Clara ke pers: “Jadi saya kan membeli mobil cash pada tahun 2021 gitu. Nah, pada waktu itu saya masih memiliki suami. Nah saya itu setiap hasil kerja saya atau apa pun itu, pasti saya titipkan ke ia (suami). Seperti, saya baru beli mobil ini, BPKB dan apa pun, saya titip ke dia untuk disimpankan.”

Dilanjut: “Tapi ternyata BPKB mobil itu  digadaikan sama mantan, sewaktu saya masih jadi istrinya. Dan yang digadaikan itu sebenarnya bukan mobil ini saja, ada dua mobil. Alphard sama Porsche.”

BPKB mobil Alphard sudah digadaikan suami Clara, pada saat mobil baru saja dibeli. Begitu juga BPKB mobil Porsche.

Ditanya, berapa kerugian Clara akibat BPKB mobil digadai?

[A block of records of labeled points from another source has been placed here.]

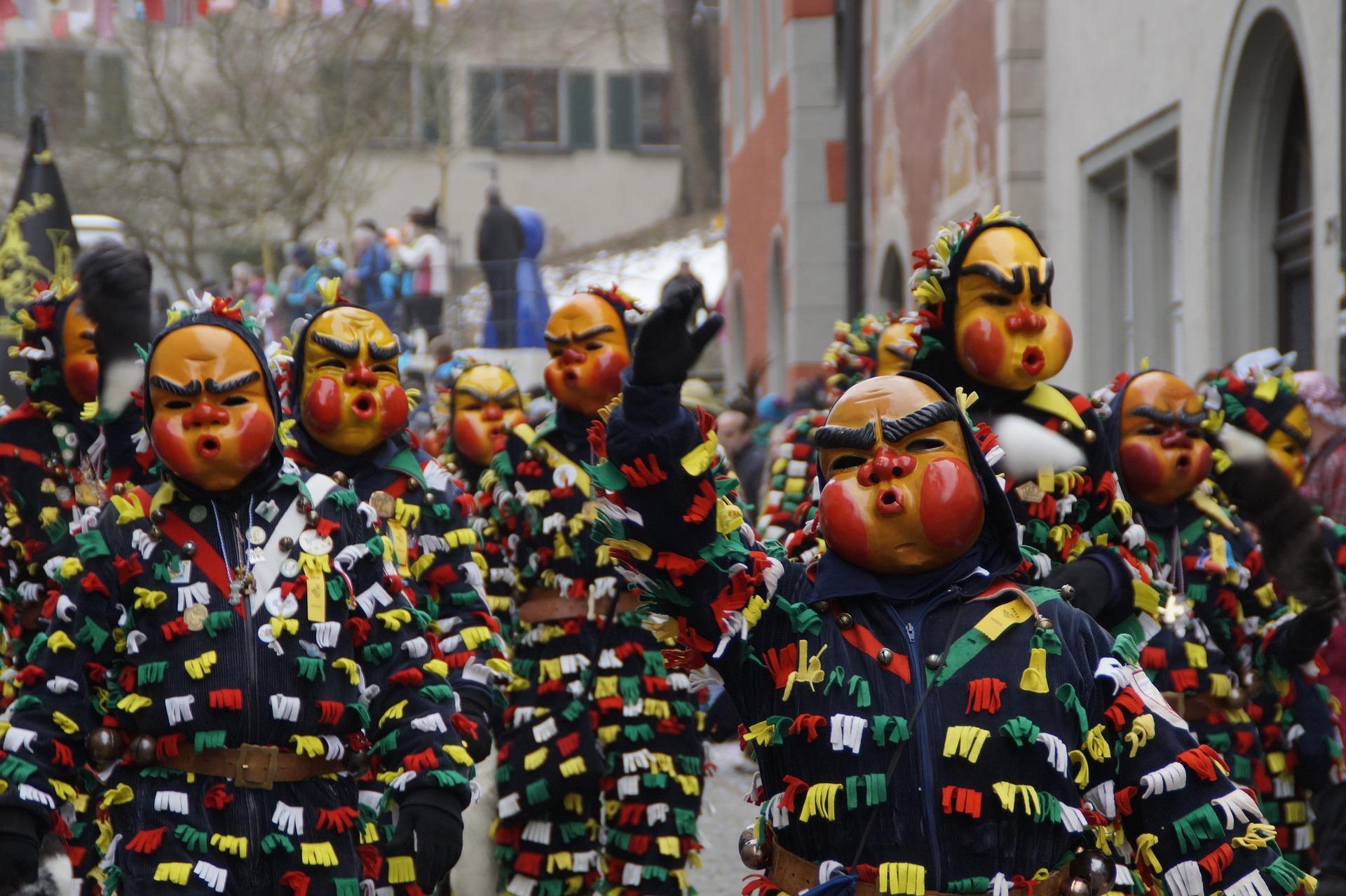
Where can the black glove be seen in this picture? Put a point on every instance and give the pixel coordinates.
(477, 708)
(1089, 584)
(430, 827)
(19, 848)
(665, 348)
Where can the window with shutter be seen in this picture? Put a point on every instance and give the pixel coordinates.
(482, 109)
(621, 112)
(579, 96)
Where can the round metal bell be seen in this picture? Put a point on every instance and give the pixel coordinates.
(750, 850)
(143, 749)
(104, 745)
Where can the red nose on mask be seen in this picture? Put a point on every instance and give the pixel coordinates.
(1176, 439)
(205, 414)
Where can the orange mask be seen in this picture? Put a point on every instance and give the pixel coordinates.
(1163, 451)
(1005, 329)
(353, 396)
(895, 350)
(213, 423)
(79, 357)
(1287, 444)
(589, 354)
(901, 496)
(487, 407)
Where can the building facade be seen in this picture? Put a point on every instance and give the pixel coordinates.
(1181, 163)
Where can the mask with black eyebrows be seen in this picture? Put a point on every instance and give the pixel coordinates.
(899, 496)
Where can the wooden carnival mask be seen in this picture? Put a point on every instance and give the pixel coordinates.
(353, 398)
(79, 357)
(212, 414)
(901, 496)
(487, 407)
(895, 350)
(590, 351)
(1163, 451)
(1005, 330)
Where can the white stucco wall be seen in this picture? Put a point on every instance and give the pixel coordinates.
(1110, 67)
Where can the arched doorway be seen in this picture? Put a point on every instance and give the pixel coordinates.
(775, 350)
(892, 283)
(1264, 253)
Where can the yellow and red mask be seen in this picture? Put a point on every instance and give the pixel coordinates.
(589, 346)
(1005, 330)
(79, 357)
(212, 420)
(901, 494)
(1163, 452)
(351, 393)
(487, 407)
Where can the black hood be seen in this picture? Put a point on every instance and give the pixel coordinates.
(995, 552)
(275, 458)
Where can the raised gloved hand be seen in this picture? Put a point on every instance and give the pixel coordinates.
(430, 828)
(19, 848)
(665, 348)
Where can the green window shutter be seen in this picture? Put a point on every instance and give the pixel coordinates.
(579, 97)
(621, 112)
(485, 86)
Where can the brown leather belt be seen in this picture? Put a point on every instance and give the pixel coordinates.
(794, 875)
(545, 604)
(252, 766)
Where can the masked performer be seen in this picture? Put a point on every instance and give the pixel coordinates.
(984, 288)
(235, 641)
(923, 724)
(586, 667)
(346, 396)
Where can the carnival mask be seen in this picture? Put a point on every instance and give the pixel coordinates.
(353, 398)
(1289, 443)
(589, 354)
(212, 416)
(1005, 329)
(901, 496)
(79, 357)
(487, 407)
(1163, 451)
(895, 350)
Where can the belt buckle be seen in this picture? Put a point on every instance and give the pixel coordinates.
(256, 766)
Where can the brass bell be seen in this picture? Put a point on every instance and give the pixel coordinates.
(144, 749)
(104, 745)
(750, 849)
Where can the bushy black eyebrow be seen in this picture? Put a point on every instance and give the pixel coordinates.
(929, 416)
(168, 385)
(344, 348)
(384, 353)
(844, 437)
(229, 385)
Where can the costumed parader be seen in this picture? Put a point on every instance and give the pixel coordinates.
(342, 388)
(1229, 651)
(923, 724)
(869, 346)
(587, 672)
(988, 327)
(232, 639)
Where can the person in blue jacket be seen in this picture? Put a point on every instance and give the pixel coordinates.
(921, 723)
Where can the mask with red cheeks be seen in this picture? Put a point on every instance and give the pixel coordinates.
(1163, 451)
(352, 396)
(901, 496)
(212, 416)
(79, 357)
(487, 408)
(589, 350)
(1005, 330)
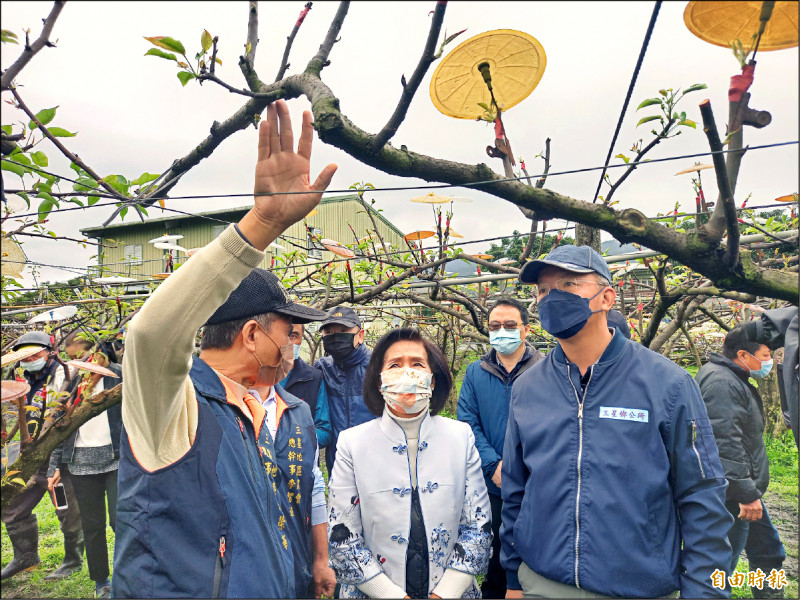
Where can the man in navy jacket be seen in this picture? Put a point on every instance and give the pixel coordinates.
(483, 405)
(611, 478)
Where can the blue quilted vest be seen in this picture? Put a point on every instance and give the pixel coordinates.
(207, 525)
(295, 446)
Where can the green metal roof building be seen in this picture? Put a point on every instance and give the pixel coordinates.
(131, 255)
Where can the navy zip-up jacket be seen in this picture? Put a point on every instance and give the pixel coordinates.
(600, 488)
(224, 539)
(344, 382)
(483, 405)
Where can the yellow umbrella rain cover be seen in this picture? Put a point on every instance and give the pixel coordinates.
(516, 61)
(720, 23)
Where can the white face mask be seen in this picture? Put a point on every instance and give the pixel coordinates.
(406, 389)
(33, 366)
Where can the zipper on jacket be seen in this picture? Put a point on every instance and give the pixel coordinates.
(580, 400)
(267, 485)
(220, 564)
(246, 448)
(694, 447)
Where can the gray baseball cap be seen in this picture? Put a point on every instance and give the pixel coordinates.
(578, 259)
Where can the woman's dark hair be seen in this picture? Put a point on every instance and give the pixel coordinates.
(436, 361)
(736, 340)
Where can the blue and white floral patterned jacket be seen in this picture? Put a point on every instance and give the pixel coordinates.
(369, 503)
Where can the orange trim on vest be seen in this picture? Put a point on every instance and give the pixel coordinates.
(253, 409)
(281, 407)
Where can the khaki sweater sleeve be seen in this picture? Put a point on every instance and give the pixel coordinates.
(159, 408)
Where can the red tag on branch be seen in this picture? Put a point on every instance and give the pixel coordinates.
(741, 83)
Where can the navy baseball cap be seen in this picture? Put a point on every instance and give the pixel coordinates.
(258, 293)
(578, 259)
(344, 315)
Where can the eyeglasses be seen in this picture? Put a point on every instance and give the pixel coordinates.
(496, 325)
(566, 284)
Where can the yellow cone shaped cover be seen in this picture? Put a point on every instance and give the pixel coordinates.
(516, 60)
(721, 23)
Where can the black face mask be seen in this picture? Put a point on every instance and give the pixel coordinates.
(339, 345)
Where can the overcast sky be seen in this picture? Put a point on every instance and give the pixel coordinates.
(132, 115)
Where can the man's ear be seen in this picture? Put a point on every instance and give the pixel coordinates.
(248, 334)
(609, 296)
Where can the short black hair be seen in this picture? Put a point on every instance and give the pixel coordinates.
(736, 340)
(436, 361)
(220, 336)
(509, 301)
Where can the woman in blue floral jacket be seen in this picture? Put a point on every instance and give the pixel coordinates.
(409, 515)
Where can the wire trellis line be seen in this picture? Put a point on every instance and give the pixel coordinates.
(134, 201)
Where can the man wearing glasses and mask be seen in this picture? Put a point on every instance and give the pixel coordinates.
(612, 484)
(343, 369)
(483, 405)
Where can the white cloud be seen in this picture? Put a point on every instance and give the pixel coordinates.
(132, 114)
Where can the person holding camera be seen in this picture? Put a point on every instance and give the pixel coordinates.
(45, 375)
(91, 457)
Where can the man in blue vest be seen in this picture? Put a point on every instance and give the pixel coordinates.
(343, 369)
(199, 511)
(612, 483)
(301, 487)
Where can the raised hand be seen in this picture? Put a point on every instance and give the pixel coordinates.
(280, 169)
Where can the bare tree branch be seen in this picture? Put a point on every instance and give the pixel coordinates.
(731, 256)
(290, 41)
(31, 50)
(252, 34)
(31, 457)
(320, 60)
(410, 88)
(74, 158)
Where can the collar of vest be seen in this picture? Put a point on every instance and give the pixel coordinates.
(301, 371)
(289, 399)
(207, 381)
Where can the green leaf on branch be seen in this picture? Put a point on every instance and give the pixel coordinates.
(647, 119)
(649, 102)
(144, 178)
(695, 87)
(40, 158)
(206, 40)
(61, 132)
(44, 209)
(84, 184)
(14, 168)
(118, 182)
(185, 77)
(44, 117)
(161, 54)
(8, 36)
(167, 43)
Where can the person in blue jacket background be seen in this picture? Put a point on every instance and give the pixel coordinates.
(612, 483)
(307, 383)
(343, 370)
(483, 405)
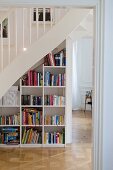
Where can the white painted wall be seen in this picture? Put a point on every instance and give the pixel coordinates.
(83, 73)
(49, 2)
(107, 133)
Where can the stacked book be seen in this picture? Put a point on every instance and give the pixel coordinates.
(9, 135)
(11, 98)
(31, 136)
(54, 120)
(54, 100)
(31, 100)
(32, 78)
(58, 59)
(10, 119)
(54, 80)
(54, 137)
(31, 117)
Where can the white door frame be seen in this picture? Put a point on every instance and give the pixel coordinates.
(98, 76)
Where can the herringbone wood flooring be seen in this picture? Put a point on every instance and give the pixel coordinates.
(76, 156)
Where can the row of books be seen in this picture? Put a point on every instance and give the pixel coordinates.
(31, 136)
(31, 100)
(10, 119)
(32, 78)
(9, 136)
(54, 100)
(54, 137)
(54, 80)
(58, 59)
(54, 120)
(31, 117)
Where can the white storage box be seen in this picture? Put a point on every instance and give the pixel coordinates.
(11, 97)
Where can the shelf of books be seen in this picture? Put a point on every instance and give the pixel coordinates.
(38, 120)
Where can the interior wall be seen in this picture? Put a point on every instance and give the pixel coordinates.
(84, 72)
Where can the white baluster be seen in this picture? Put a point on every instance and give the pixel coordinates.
(30, 24)
(1, 47)
(51, 15)
(44, 18)
(24, 49)
(9, 52)
(16, 31)
(37, 22)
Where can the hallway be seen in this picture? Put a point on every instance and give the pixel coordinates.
(76, 156)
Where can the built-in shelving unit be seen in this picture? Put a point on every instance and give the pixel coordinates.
(41, 110)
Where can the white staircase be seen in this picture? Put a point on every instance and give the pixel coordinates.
(29, 41)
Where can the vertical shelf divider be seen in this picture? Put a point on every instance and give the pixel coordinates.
(43, 110)
(20, 112)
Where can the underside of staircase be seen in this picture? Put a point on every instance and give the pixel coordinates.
(37, 50)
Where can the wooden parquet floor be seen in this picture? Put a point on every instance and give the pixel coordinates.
(76, 156)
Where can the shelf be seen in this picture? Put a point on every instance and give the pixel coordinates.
(55, 67)
(11, 146)
(52, 106)
(54, 86)
(54, 125)
(31, 125)
(53, 145)
(9, 106)
(31, 145)
(31, 106)
(31, 86)
(9, 125)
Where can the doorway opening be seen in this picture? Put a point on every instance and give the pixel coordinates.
(82, 43)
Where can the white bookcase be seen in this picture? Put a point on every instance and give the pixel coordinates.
(51, 129)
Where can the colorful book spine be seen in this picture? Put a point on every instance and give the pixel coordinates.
(31, 117)
(54, 137)
(54, 100)
(31, 136)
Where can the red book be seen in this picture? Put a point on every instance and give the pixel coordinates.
(29, 79)
(35, 78)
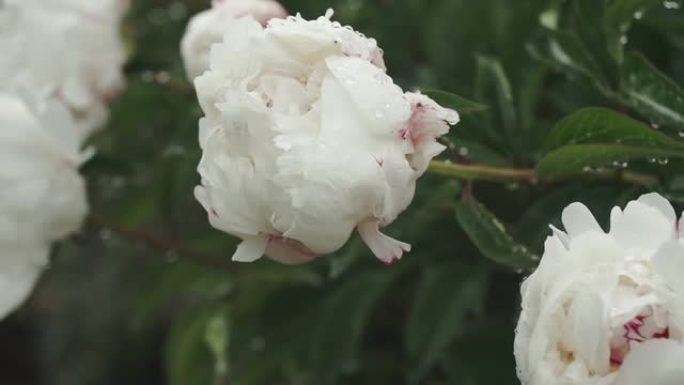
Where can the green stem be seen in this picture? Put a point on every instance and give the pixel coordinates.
(511, 175)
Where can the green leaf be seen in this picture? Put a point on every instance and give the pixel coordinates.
(490, 236)
(493, 86)
(567, 53)
(575, 159)
(453, 101)
(193, 344)
(446, 295)
(652, 93)
(618, 19)
(601, 125)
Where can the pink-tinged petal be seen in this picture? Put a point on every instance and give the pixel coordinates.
(385, 248)
(577, 219)
(589, 320)
(251, 249)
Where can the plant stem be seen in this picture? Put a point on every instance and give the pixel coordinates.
(509, 175)
(165, 244)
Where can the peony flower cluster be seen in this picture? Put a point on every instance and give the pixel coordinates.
(208, 27)
(607, 308)
(305, 138)
(43, 197)
(72, 47)
(61, 61)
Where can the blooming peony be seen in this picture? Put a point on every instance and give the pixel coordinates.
(305, 138)
(42, 195)
(208, 28)
(71, 46)
(607, 308)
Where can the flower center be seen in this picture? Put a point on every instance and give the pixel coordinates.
(645, 326)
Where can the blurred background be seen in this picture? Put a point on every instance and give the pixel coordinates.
(146, 293)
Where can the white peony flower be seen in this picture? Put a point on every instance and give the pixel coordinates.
(71, 46)
(306, 138)
(208, 27)
(42, 195)
(607, 308)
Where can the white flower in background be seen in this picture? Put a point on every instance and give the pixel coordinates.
(42, 195)
(306, 138)
(208, 27)
(607, 308)
(73, 47)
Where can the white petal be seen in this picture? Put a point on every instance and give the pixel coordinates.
(658, 202)
(668, 262)
(654, 362)
(250, 249)
(386, 249)
(642, 226)
(589, 320)
(577, 219)
(20, 267)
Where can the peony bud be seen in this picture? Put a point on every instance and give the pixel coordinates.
(208, 27)
(607, 308)
(305, 138)
(70, 46)
(43, 195)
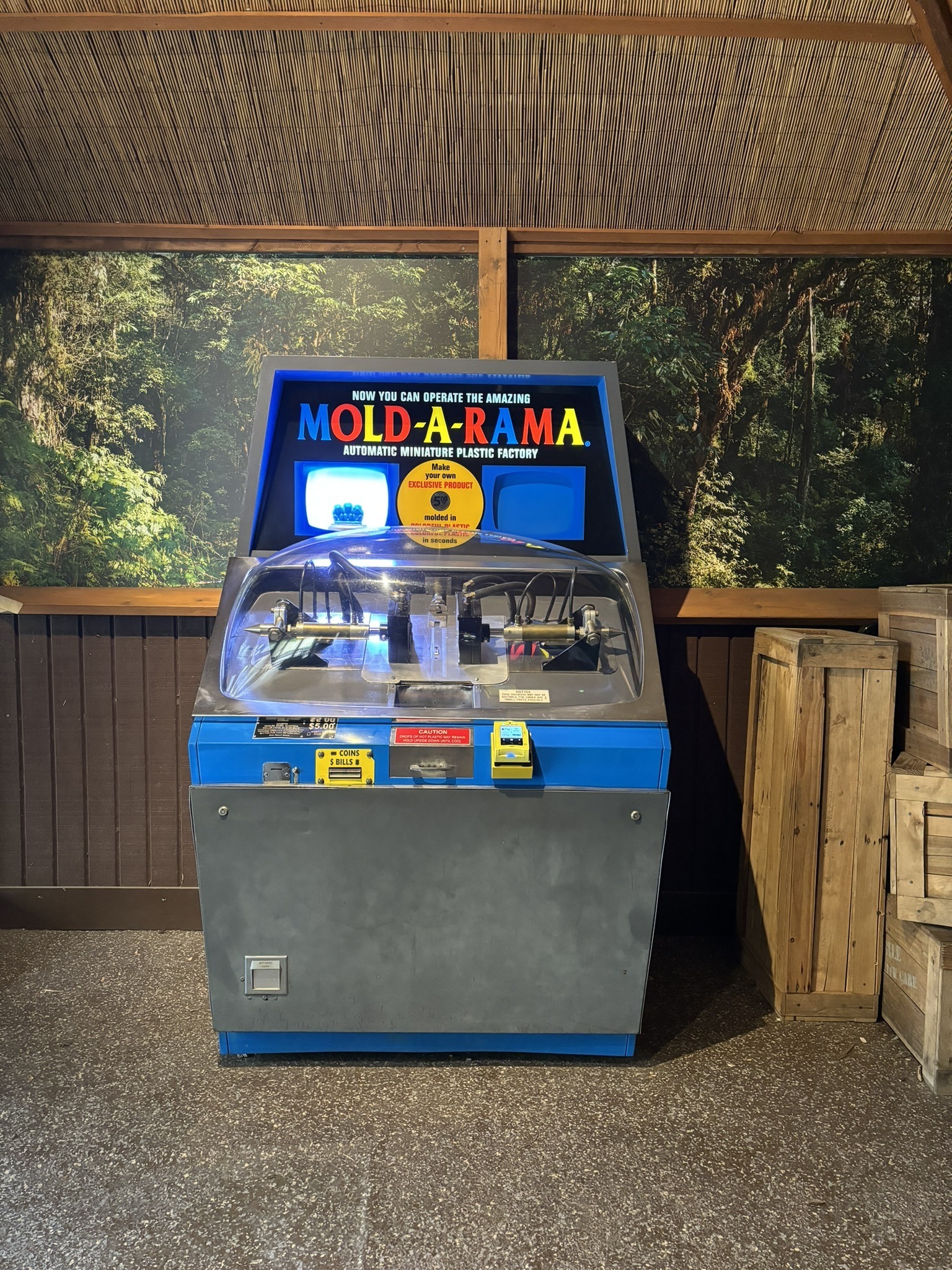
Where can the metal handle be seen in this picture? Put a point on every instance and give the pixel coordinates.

Clara: “Kalau kerugian pasti banyaklah. Pinjaman gadai Rp 200 juta, itu untuk satu mobil, ya… yang Porsche. Untuk Alphard juga Rp 200 juta. Kalau yang Porsche orangnya (pemberi utang gadai) belum nuntut karena itu perorangan. Kalau yang Alphard yang mau disita itu pinjaman dari perusahaan leasing.”

Maka, Clara lapor Polda Metro Jaya untuk tuduhan penggelapan terhadap mantan suami. Sekaligus diperiksa sebagai saksi pembentakan polisi oleh penagih.

Bagaimana status hukum debt collector? Bolehkah menyita barang milik debitur yang menunggak pengembalian utang?

Dikutip dari Alexander Lay, advokat dari Pusat Bantuan Hukum Peradi, dalam artikelnya bertajuk: “Debt Collector Menyita Barang Milik Debitur”, disebutkan: Debt collector tidak berhak menyita barang. Jika itu dilakukan, berarti melanggar hukum pidana.

Disebutkan, prinsipnya, penyitaan barang-barang milik debitur yang wanprestasi hanya bisa dilakukan atas dasar putusan pengadilan negeri di lokasi sengketa. Tanpa surat putusan pengadilan, penyitaan berarti tindak pidana perampasan dengan paksa barang milik orang lain.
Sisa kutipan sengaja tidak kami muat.